M.R.- Los depositaron en el hueco de la escalera que une el ayuntamiento con la diputación. Estuvieron allí más de veinte años. Mi padrino compró una parte importante, aún a sabiendas de que debía de tenerlos bajo llave.
L.C.- Usted se hizo cargo de la librería en 1971.
M.R.- Cuándo él murió. Me había inculcad su pasión. Aunque entre lo que él hacía y lo que yo hago, hay un mundo. La profesión ha cambiado radicalmente. Ahora, los anticuario nos movemos en un mercado globalizado. Igual compro en Lisboa como vendo en Berlín.
L.C.- Lógico. Me ha dicho que en Mallorca quedaban pocos tesoros por descubrir.

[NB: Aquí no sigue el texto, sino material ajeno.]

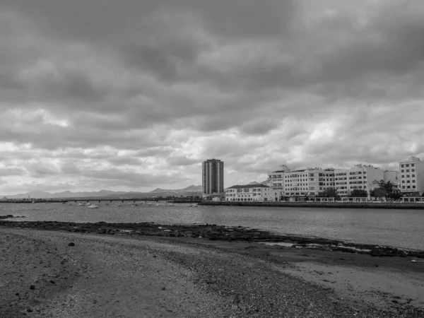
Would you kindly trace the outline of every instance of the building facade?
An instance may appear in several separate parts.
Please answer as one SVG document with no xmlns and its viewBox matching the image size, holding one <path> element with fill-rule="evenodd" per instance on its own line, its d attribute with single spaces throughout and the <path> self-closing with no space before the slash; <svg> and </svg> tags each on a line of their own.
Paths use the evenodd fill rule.
<svg viewBox="0 0 424 318">
<path fill-rule="evenodd" d="M 235 185 L 225 189 L 225 201 L 274 201 L 273 189 L 264 184 Z"/>
<path fill-rule="evenodd" d="M 411 156 L 399 163 L 399 172 L 402 193 L 424 192 L 424 161 Z"/>
<path fill-rule="evenodd" d="M 218 159 L 208 159 L 202 165 L 203 196 L 223 196 L 224 163 Z"/>
<path fill-rule="evenodd" d="M 316 196 L 334 187 L 334 170 L 318 167 L 292 170 L 284 175 L 285 196 Z"/>
<path fill-rule="evenodd" d="M 399 172 L 394 170 L 384 170 L 384 182 L 396 182 L 399 180 Z"/>
<path fill-rule="evenodd" d="M 283 165 L 278 170 L 268 172 L 268 184 L 273 190 L 274 201 L 281 201 L 284 196 L 284 177 L 288 171 L 288 167 Z"/>
</svg>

M.R.- Pero algo encuentro. En un desván de la calle dels Oms me llamó la atención un pedazo de lienzo en el que se veía parte de una cara masculina.
L.C.- ¿La reconoció?
M.R.- Mirándola y mirándola, sí. Era la de Alfonso XIII. Y lo compré. Pero ¿por qué lo habían desgarrado...? Tiempo después, hallé la respuesta en una fotografía antigua. Cuando la proclamación de la República, los congregados en Cort ocuparon el Ayuntamiento y se produjo algún que otro desmán. Luego se organizó, de forma espontánea, una manifestación que bajó hacia es Born y continuó por las Ramblas... Y allí, precisamente, se hizo la fotografía a la que me refiero.
L.C.- ¿Y...?
M.R.- Uno de los manifestantes portaba, a modo de banderola, el pedazo de lienzo con la cara del Rey. Ahora lo tengo yo. En mi casa. Como una reliquia.
L.C.- Entre otras muchas reliquias...
M.R.- Entre miles. Mis mejores reliquias son libros. Y los quiero tanto que no los vendo a cualquiera. Un constructor me los compraba como si fueran sacos de cemento. Hasta que no pude más. Y le dije que no iba a hacer negocios con él, que los libros no son ladrillos.
L.C.- ¿Qué me dice del libro electrónico?
M.R.- Nada.
L.C.- ¿Nada...?
M.R.- En esta habitación usted y yo no estamos solos. ¿Se ha dado cuenta...? Nos acompañan los libros. Atienda: diríase que respiran. ¡Y usted me pregunta sobre el libro electrónico...! ¿Qué tengo que decir...? Nada. Absolutamente nada.